ミッキュのいた「地球」の話は、以前やってきたほのかから色々と聞いたことがあるが。
アタシの暮らすこの世界は、ほのかやミッキュのいる世界とは違い。水浴びの最中に裸を見られたくらいで騒ぐことはない程度には、性に寛容なのだが。
「おい」
「キュ?」
それでもさすがに。ここまで露骨に乳房をいやらしい手つきで揉まれるのには、アタシもドン引きしてしまい。
ドスを利かせた声で胸の合間に挟まっていたミッキュを、隙間から引きずり出す。
さすがにギロリ、とアタシに睨まれたミッキュは観念したのか。
一度、咳払いをしたのち。
「えー……こほん、アズリア。そんなおっきなオッパイぶら下げて振り向いたら、ほのかなんかは絶望のあまり叫ぶどころか失神するっキュよ」
「いやいやいや。

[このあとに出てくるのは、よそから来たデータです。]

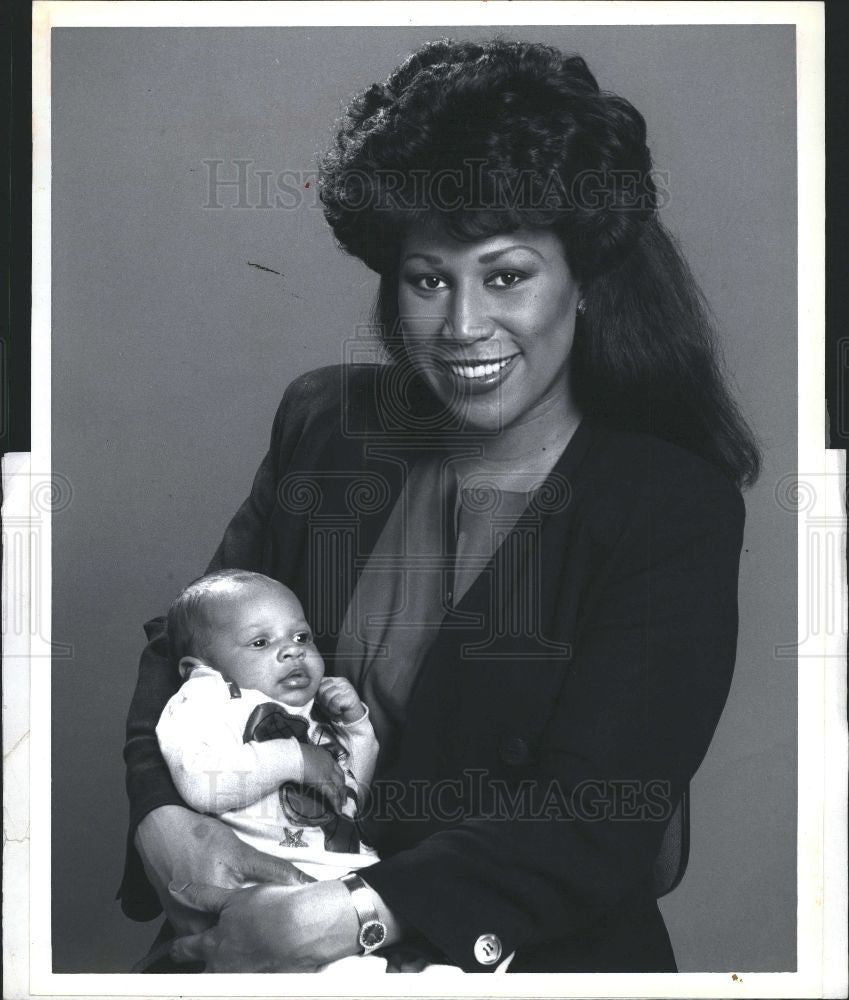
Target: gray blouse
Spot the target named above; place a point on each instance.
(439, 536)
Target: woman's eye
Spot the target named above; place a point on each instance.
(429, 282)
(506, 279)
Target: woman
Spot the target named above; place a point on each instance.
(519, 539)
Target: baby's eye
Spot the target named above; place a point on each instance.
(429, 282)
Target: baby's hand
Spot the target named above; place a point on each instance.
(339, 699)
(323, 773)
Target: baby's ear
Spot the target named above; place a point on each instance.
(188, 664)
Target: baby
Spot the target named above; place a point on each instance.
(260, 737)
(257, 735)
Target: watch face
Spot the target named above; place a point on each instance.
(372, 934)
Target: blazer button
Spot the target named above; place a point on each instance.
(487, 949)
(514, 751)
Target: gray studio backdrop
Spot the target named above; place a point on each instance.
(171, 349)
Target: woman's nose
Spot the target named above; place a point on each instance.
(468, 320)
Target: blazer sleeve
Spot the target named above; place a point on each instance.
(149, 783)
(641, 699)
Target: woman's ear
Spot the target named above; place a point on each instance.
(187, 664)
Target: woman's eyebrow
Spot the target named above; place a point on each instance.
(488, 258)
(428, 258)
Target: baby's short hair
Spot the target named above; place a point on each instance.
(184, 614)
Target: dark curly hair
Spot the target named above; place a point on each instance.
(492, 137)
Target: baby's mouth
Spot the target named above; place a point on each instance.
(296, 678)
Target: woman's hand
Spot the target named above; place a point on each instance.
(269, 928)
(181, 846)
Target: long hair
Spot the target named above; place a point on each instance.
(489, 138)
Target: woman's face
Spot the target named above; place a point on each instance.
(490, 324)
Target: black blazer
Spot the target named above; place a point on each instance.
(565, 703)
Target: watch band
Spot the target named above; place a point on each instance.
(372, 929)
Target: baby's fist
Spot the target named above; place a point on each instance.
(339, 699)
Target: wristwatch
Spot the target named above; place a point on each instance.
(372, 929)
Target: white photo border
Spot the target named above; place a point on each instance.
(822, 895)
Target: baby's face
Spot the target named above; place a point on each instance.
(256, 636)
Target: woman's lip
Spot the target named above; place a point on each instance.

よく真顔でそんなコト言えるとはねぇ、ミッキュ……逆に尊敬するよ」
一気に感情が冷めてしまったアタシは、頭も冷えて冷静になったことで。岩山を背中にした女の子へと、あらためて声を掛けた。
「なあ、こんな場所に……どうしていたんだい?」
アタシは最初から疑問に思っていた。
ミッキュの人払いが本当かどうかはともかく、魔法を試し撃ちしようとしていた、この場所は。街から相当に距離を空けた、周囲には畑などがない場所を選んだつもりだ。
つまりは、こんな場所を訪れる用事などあり得るわけがなかったのだ。しかも、年端もいかない女の子が、である。